The bottom line is that instead of clicking through multiple web pages, your agent handles the whole process for you.

1. Subscribe to this MCP and enter your X (Twitter) App Bearer Token credentials.
2. Instruct your agent on the data you need. For example, 'Find all mentions of our competitor in the last week.'
3. The agent executes the necessary tool calls against the secure Vinkius platform and returns structured, actionable data.

## Frequently Asked Questions

**How do I use search_recent_tweets to track a competitor?**
Just provide the exact keyword or hashtag in your query. The MCP searches for public tweets mentioning that term over the last seven days, giving you a list of discussions.

**Can get_tweet_details tell me if a tweet was successful?**
It provides all the numbers needed to judge success: likes, retweets, and replies. You can feed those metrics into your agent for analysis.

**Does lookup_user_by_username need an @ symbol?**
No. When using `lookup_user_by_username`, you only provide the username without the '@' symbol, making the call cleaner and more reliable.

**Is this MCP good for sentiment analysis?**
It provides all the raw data—the text from the search results and the tweet details—that your agent needs to run its own sentiment analysis.

**What is the time limit for using search_recent_tweets?**
The tool searches public discussions up to the last seven days. This limitation covers recent, available content across the network. You won't find historical archives or deeply buried posts.

**How is authentication handled when running lookup_user_by_username?**
The platform uses a zero-trust proxy for credentials. Your Bearer Token passes through in transit but never gets stored on disk. This keeps your keys secure while the agent works.

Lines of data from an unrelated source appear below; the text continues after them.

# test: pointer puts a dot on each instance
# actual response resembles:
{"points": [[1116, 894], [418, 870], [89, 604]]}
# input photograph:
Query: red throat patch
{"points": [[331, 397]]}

**Are there rate limits I need to worry about with get_tweet_details?**
Vinkius manages throttling and API adherence for you. The platform handles the underlying service rate limiting, so you just focus on what data you need from a specific Tweet ID.

**What kind of data does lookup_user_by_username retrieve?**
It pulls public profile metadata like follower count, verified status, and the user's bio. It only accesses publicly available information associated with the account.

**Can my AI search for tweets containing a specific competitor's hashtag?**
Yes. Ask the agent to run a recent search tool utilizing your query (e.g., '#competitor'). It will grab the last 10 matching tweets within seconds, giving you raw sentiment and user commentary without opening the app.

**How far back in time can the agent search for tweets?**
The tool uses the standard v2 API limited to Recent Searches. This means the agent can perfectly fetch any matching tweets published in the last 7 days. It is optimized for reactive, fast-paced monitoring workflows.

**Can it show me how many followers a user has or where they are located?**
Absolutely. Providing the agent with the user's handle will invoke the lookup tool. It returns exactly what the developer sees: follower metrics, account description, and geographic location if public.